Years ago when I first started my solo business, I knew I was undercharging.
Deep down, in my gut, I knew it.
Yet it felt like there was some sort of invisible wall that stopped me from changing.
My positioning was perfect. The right clients gravitated towards me, people who valued exactly what I did were ready to throw money at me.
Yet quote time came and the knowledge I had about price and branding, everything I'd learnt, got thrown out the window.
I found myself quoting prices to be competitive.
To be at a level I THOUGHT my customer's wanted to pay.
I soon figured out I'd fallen into a psychological trap that was allowing others in the market to set MY prices.
Something I like to think of as reverse price anchoring.
And now, I can't unsee that when talking to and working with solopreneurs.
Doing It In Reverse
You probably know it, but price anchoring is suppose to work for you.
In your favour.
You present an initial price that is designed to influence a customer's perception and cognitive bias of a subsequent price or offer. It becomes an anchor or reference point, a ceiling, for anything that comes after.
Yet most new Solopreneurs fall for this exact trick without even knowing it.
Actually, they do know it, it's done on purpose, they just don't realise it's bad.
It's something that you might even be caught in right now.
Here's how it plays out:
You open Google or an LLM
Start researching "competitors"
You see what they're charging. $3,000, $2,500, $2,800.
You make up a price based on that assumed market rate. "I'll go $2,600 to be competitive"
You might even then work backwards to make sure it's profitable
And right now, you're probably thinking, "well that's just competition-based pricing."

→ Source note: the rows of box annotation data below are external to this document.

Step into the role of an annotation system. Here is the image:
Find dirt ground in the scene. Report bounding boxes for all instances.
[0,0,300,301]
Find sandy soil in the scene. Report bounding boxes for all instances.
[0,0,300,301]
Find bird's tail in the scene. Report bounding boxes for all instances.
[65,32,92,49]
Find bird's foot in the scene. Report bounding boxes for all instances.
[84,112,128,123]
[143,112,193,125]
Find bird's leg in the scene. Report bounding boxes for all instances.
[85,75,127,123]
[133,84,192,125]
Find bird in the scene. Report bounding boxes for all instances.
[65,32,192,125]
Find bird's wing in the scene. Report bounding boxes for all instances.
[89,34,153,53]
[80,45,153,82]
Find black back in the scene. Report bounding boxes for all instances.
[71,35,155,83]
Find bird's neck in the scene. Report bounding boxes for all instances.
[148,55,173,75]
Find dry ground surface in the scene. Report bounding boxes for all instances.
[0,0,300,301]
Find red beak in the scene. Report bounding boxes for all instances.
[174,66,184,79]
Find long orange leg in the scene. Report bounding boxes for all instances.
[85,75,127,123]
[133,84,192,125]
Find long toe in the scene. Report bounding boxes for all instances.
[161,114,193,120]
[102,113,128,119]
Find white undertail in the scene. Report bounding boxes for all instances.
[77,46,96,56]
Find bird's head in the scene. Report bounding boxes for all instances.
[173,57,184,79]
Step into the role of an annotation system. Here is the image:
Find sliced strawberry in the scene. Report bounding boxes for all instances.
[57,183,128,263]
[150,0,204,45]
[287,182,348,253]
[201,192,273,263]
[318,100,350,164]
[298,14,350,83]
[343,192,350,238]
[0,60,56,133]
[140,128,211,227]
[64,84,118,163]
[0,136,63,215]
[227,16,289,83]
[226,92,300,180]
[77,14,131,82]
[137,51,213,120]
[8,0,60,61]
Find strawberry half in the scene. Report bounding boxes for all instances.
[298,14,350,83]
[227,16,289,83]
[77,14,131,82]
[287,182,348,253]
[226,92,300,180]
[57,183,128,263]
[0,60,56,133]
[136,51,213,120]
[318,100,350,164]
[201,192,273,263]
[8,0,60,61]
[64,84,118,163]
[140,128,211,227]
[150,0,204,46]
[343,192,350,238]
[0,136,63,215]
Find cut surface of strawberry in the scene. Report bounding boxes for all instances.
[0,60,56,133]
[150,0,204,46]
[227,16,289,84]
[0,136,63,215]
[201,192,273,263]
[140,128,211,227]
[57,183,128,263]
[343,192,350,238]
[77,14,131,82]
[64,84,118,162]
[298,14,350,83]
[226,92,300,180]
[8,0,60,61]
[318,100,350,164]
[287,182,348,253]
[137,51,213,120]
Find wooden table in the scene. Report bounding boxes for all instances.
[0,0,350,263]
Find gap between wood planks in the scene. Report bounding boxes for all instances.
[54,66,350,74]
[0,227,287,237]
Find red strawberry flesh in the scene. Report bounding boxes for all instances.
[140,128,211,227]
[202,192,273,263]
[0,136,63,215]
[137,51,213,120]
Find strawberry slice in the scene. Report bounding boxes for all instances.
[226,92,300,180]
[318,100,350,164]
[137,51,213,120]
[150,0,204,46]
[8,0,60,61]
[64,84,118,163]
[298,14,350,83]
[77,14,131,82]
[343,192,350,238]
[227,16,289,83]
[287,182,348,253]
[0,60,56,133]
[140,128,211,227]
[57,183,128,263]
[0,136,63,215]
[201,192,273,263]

It is. And it's a standard practice and widely accepted... IF your offer/service/product is the same.
BUT, if you've built a brand and an offer with a real differentiator, for a specific audience, you don't really have "competition".
All you've done is let some random person or business who might do something loosely similar to you, set your ceiling price.
That's no longer competition-based pricing.
That's reverse anchoring.
It means you're now using their pricing as validation for yours.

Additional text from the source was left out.